Theo. Kolloquium:Control of Quantum Engineered Systems with Limited Resources
Wann
Montag, 2. Dezember 2019
13:30 bis 15 Uhr
Wo
P 603
Veranstaltet von
Der Fachbereichssprecher Physik
Vortragende Person/Vortragende Personen:
Dr. Hugo Ribeiro, Max Planck Institute for the Science of Light, Erlangen
Any approach to control a quantum system requires applying time-dependent control fields such that the corresponding time-dependent Hamiltonian generates the desired unitary evolution. Regardless of the setting, the generated evolution has two defining features: it must be robust against small imperfections in the amplitude, duration and phase of control pulses, and it must be fast. Unfortunately, typical approaches to generate a desired quantum evolution optimize only one of these two defining characteristics. Schemes based on quantum adiabatic evolution are typically extremely robust against parameter variations, but suffer from extremely long protocol times. In contrast, more conventional non-adiabatic approaches can be extremely fast (approaching the quantum speed limit), but require precise tuning of control pulses. In a typical experimental setting, neither approach is fully optimal, as both speed and robustness are important characteristics.

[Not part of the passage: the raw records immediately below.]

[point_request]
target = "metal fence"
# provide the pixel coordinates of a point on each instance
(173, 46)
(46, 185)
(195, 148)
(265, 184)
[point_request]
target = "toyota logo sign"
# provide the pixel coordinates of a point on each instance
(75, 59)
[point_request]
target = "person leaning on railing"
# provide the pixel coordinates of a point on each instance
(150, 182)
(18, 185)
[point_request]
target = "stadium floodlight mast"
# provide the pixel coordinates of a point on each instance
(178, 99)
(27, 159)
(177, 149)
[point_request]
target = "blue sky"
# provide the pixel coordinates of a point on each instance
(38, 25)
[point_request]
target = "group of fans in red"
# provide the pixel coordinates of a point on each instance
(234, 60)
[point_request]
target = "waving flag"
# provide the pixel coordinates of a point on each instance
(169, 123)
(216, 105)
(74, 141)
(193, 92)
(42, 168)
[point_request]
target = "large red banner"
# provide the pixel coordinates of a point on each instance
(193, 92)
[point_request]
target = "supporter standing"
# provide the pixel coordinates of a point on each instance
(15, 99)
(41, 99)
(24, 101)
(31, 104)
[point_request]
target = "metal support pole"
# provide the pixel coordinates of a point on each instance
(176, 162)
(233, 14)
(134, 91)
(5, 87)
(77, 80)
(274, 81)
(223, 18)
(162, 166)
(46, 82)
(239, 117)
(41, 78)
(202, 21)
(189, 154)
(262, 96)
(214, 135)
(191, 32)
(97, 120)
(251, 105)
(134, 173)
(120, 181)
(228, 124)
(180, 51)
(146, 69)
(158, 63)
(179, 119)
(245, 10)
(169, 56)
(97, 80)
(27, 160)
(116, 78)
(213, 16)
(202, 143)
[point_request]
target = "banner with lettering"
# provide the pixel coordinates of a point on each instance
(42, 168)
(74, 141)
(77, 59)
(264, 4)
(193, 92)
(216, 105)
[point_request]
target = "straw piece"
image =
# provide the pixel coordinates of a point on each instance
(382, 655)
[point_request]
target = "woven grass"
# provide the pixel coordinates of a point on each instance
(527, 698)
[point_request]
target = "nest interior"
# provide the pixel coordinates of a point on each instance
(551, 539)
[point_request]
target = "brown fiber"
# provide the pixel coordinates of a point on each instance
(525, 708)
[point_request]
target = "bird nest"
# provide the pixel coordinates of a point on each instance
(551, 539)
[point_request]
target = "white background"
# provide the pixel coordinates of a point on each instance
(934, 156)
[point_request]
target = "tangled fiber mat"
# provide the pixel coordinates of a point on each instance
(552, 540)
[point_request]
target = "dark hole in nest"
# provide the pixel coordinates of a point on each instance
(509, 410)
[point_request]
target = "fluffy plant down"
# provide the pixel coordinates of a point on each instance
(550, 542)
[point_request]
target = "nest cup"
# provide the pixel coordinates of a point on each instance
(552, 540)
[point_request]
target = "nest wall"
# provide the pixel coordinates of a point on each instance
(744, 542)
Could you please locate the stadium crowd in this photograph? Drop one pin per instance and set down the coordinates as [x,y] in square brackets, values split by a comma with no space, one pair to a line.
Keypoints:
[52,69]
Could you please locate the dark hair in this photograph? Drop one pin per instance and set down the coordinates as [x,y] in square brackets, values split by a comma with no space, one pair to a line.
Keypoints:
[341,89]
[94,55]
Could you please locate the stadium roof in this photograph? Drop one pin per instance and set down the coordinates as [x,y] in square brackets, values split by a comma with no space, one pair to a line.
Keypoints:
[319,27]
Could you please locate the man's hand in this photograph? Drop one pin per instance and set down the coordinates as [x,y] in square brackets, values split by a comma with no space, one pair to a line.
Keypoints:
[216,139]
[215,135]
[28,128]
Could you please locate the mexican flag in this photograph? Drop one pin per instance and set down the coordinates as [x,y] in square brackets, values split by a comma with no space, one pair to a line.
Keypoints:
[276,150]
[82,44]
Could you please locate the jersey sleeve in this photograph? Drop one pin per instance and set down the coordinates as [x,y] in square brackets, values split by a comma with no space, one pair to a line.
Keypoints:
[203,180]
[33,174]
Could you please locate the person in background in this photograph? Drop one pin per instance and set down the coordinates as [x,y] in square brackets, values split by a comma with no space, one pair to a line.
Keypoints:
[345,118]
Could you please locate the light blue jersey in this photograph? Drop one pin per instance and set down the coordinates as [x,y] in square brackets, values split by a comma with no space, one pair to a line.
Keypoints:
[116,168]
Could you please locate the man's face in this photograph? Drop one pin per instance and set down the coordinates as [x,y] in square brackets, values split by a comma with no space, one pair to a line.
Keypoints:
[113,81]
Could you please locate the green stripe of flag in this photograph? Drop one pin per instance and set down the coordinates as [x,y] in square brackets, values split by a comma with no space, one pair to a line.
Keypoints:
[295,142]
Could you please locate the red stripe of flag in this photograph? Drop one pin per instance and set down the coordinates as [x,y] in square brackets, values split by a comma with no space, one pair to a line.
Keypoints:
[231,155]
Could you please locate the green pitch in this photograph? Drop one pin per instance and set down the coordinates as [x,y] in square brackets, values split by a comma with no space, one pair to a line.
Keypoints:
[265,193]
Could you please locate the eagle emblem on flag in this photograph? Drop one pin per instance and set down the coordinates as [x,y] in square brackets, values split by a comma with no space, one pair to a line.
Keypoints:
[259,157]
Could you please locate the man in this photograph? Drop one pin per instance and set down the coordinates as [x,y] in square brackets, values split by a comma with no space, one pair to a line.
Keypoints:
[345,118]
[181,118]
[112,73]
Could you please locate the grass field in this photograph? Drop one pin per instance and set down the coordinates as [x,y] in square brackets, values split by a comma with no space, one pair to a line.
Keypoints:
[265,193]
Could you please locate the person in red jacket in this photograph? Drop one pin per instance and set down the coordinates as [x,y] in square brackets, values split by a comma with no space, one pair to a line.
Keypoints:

Moreover, even if one could generate a fast and robust quantum evolution, it would not necessarily mean that one generates the desired quantum evolution. The problem of coherent errors, where the quantum evolution is corrupted by populating spurious states (leakage error) or accumulates the wrong phase (phase error), is generic to a variety of situations. The most prominent example is the problem of high-fidelity qubit gates. Most physical implementations of qubits are multi-level systems, with two levels or more chosen to encode the logical states of the qubit. As a result, control sequences designed to implement a given unitary evolution can give rise to both leakage and phase errors.
I will present some of the methods put forward to generate a desired evolution and discuss their application to state-of-the-art quantum systems.